In 2009, the Canadian Numbering Administrator forecast that area code 204 would be exhausted within a few years even though there were only 1.2 million people in the entire province. An area code provides about 7.8 million telephone numbers, but Canada uses an allocation scheme that allots all ten thousand numbers of a central office prefix to competitive local exchange carriers even for the smallest hamlets. Canada does not implement number pooling. Therefore, once a number is allocated to a rate centre, it cannot be reassigned elsewhere even if a rate centre has more than enough numbers to service it.
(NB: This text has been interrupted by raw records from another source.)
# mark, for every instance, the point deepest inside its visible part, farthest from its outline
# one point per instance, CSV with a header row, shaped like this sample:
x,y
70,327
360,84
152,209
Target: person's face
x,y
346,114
The number exhaustion was caused by the proliferation of cell phones, particularly in and around Winnipeg.
In July 2010, the Canadian Radio-television and Telecommunications Commission approved a province-wide overlay with area code 431 for implementation in November 2012.[1] On July 30, 2012, 10-digit dialing became mandatory throughout the province.[2] Although that had the effect of allocating about 15.6 million numbers to a province of just over 1.2 million people, MTS and other carriers in the province preferred that method to a geographical split, which would have seen one part of the province retain area code 204 and another part receive the new area code 431. The province's telephone companies wanted to spare Manitobans the expense and burden of changing telephone numbers.
Area code 584 was reserved as a third area code for the region in February 2017.[3] It was implemented on October 29, 2022.[4][5]
The incumbent local exchange carrier for the area codes is Bell MTS.
Calls to the following communities can be direct-dialed from Winnipeg as a local call: Dugald, Lockport, Lorette, Oakbank, St. Adolphe, St. Francois Xavier, Sanford, Starbuck, Stonewall, and Stony Mountain.